Going from Conceptualisation to Monetization
|6 min read

Going from Conceptualisation to Monetization

Joe walks through his recent experience creating a software product from scratch using Salable's pricing models, from the conceptualisation phase through to the final monetisation implementation.

JG

Joe Gribble

Front-end Developer at Salable. Building the future of SaaS billing infrastructure.

Monetizing your app from concept through to obtaining your first customer is a tricky thing, nobody will deny that — It’s a struggle I’ve faced, myself, fairly recently with the development of a product in my own personal time, Kiwiki.

Every Great Idea has an Origin

Last March I was busy contributing to various video game communities in my spare time, and in one of them, I had decided to build a community wiki website for an ad-free, clean experience that was filled with bespoke features; website and wiki builders in the market lacked the level of customization I required, were too taxing on battery life, too riddled with intrusive ads, and were almost too simplified for my use case; these wikis were complex systems built off of the back of over 30,000 lines of JSON code for movesets, data values, and descriptions — Once the website launched, having been custom-developed by myself, it was a roaring success within the community hitting over 100,000 unique impressions in the space of three months, with over 20,000 active monthly users; unfortunately the game petered off and became unsupported within a year, making the website unfeasible to continue hosting as the community for the game diminished.

Saying this, it gave inspiration towards a unique product — A website generator focused on wikis that could be extensively customized, branded, and shipped using plain JSON data to build automatic APIs for large amounts of data, and to promote component reuse and dynamic experiences. I had other communities asking me to build wikis for their games — some of which were far, far larger than I could possibly record, with hundreds of thousands of lines of text and values — however I was only one person. What if I built this tool so that they could self-serve?

Going from Concept to Payment

From this, Kiwiki was born — But I had one major problem; how do I monetize an application like this? First, I theorized my pricing models — Would I charge per page? Per wiki? Per user? Per team? Would I have tiers? Would I support upgrading and downgrading for tiers? All of these questions were critical to my implementation, and Salable was — as a platform — more than simple enough to integrate and experiment with in order to find a solution that best worked for my product.

By establishing an authentication layer on my application via Clerk, and then creating Entitlements in Salable, I was able to meter the amount of pages a plan could have, and how many users could edit a wiki instance in Kiwiki from within my code — Simply sign up to Salable, create a Product with Plans that mirrored my tiers (Free, Paid, Pro and Enterprise Plans), and create Entitlements for my unique selling points like the number of pages, number of team members per-wiki, etcetera.

Each wiki instance would be a single subscription on the main Product, subscribing to one of the Plan tiers — If they wanted to upgrade or downgrade their plan, I would simply enact the change on the date of the next bill, and in our end of the code, hide the pages that exceeded the number of pages they were entitled to, or require them to cut team members if they had downgraded, for instance. By hooking onto the Entitlement name and providing it a value depending on the current user’s plan, this enabled me to be both extremely flexible, and also scalable with my plans and paywalling features.

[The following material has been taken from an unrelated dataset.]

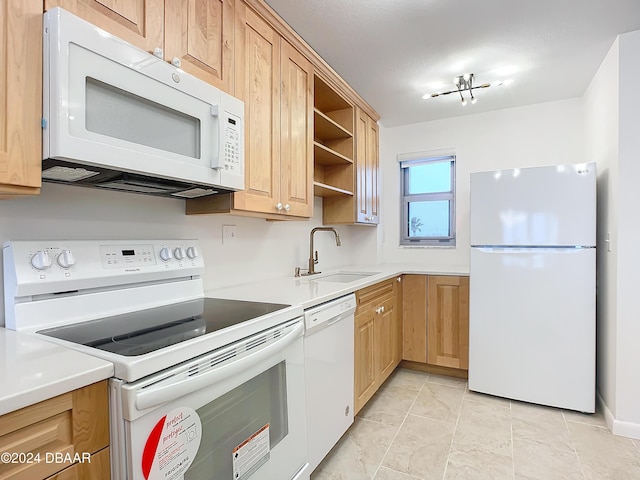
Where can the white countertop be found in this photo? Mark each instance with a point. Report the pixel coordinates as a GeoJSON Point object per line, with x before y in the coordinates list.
{"type": "Point", "coordinates": [32, 370]}
{"type": "Point", "coordinates": [311, 290]}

If I wanted to suddenly make a new feature tier-dependent, then I could just create a new Entitlement, add it to my plans, and my code would automatically have access to that flag to start building new paywalled experiences and limits as I needed.

Changing my Mind

Let’s also theorize if I woke up one day and decided to charge per-page, or allow users to purchase extra page slots beyond their plan — I could create a new plan as a one-off purchase with a new Entitlement flag for adding a new page to the tier’s total, and simply trigger it on a successful payment; this way I’m not locked into having a tiered pricing application, but instead can transition into a dynamic pricing application with just a few clicks, and a little bit of code.

Building upgrade and downgrade flows too was an effortless task within Salable — Again, I would simply swap the user’s subscription from one Plan to another, offering the choice for the user to upgrade or downgrade at the end of their current billing cycle, or immediately via cancelling their current subscription and establishing a new subscription — This way, users had the option of both waiting out a change in tier, or triggering it immediately.

Conclusion

What would have taken me weeks — if not months — to develop both of these flows using just Stripe has taken me only minutes in Salable. Even less if you were to utilise an AI model like Claude to automatically implement Salable’s integration into your application. Whether you’re an AI evangelist or an AI purist, Salable’s docs are simple to understand and follow, and the results do honestly speak for themselves.

Hopefully this blog has inspired you, whether you have an existing product or have just started conceptualizing one — Irrespective of the state of your product, or the structure of your planned pricing, Salable can handle it quickly, quietly and dynamically.